Toward Multimodal Liquid-Level Estimation for Closed-Loop Robotic Pouring
Hongyu Deng, He Chen
AI summary
Problem
Reliable closed-loop robotic pouring is hindered by RGB-D cameras failing on transparent liquids and existing vision or acoustic methods suffering from high latency or indirect inference.
Approach
The authors introduce RadarEye, a fast-slow architecture that uses a physics-informed temporal tracker to process mmWave radar AoA-ToF signals, suppressing multipath interference to track the liquid surface in real time.
Key results
- 0.35 cm median error during dynamic pouring
- 0.62 ms per-update latency
- 6× and 12× error reduction over RGB-D and ultrasonic baselines
- Training-free multipath suppression via physics-informed tracking
Why it matters
Provides a robust, low-latency sensing solution for autonomous robotic manipulation of transparent liquids, critical for kitchen automation and industrial fluid handling.
Abstract
We consider the problem of real-time liquid-level estimation for closed-loop robotic pouring. To this end, we propose a fast-slow architecture where a Vision-Language Model handles high-level task reasoning and a sensor-driven fast system provides low-latency feedback.
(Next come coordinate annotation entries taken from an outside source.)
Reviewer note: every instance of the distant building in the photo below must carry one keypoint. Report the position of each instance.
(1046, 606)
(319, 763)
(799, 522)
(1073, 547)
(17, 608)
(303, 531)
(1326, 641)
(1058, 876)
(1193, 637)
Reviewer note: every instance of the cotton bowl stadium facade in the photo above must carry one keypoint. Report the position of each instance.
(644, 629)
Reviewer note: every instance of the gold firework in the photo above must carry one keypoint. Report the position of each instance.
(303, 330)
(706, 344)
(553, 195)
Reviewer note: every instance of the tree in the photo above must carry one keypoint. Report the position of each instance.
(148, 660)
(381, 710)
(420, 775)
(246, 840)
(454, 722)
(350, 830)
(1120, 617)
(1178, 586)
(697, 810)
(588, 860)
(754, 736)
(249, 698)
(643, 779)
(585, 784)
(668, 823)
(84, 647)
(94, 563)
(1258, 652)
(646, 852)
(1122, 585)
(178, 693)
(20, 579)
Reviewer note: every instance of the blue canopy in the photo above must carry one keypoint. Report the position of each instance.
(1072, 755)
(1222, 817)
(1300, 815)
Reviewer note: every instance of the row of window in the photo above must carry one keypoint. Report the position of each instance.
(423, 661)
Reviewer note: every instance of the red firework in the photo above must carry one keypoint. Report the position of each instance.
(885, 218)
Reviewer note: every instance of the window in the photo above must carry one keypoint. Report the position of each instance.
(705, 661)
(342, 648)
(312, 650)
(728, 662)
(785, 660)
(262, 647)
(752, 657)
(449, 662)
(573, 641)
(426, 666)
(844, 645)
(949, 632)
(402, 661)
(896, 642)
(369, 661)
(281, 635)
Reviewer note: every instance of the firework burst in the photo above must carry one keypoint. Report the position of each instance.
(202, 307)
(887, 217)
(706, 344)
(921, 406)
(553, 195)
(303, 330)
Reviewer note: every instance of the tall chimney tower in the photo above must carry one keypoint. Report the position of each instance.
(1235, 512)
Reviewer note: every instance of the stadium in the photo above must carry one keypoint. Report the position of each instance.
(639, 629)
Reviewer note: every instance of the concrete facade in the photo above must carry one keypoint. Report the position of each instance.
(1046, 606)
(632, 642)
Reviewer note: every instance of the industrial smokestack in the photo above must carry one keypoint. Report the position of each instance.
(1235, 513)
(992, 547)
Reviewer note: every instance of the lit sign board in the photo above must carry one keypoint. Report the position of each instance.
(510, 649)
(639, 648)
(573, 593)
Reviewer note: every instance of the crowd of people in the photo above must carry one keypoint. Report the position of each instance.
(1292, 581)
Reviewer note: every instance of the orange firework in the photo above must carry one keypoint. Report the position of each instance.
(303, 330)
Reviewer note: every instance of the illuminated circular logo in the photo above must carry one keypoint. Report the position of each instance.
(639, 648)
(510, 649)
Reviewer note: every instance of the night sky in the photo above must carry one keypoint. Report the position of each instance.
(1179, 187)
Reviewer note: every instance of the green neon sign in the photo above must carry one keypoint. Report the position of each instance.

As a first instantiation of the fast system, we present RadarEye, a mmWave radar signal processing pipeline that tracks liquid level during pouring. RadarEye combines (i) AoA–ToF beamforming for liquid surface localization with (ii) a physics-informed tracker that suppresses multipath interference. In real-robot experiments, RadarEye achieves 0.35 cm median error at 0.62 ms per-update latency, outperforming vision and ultrasound baselines.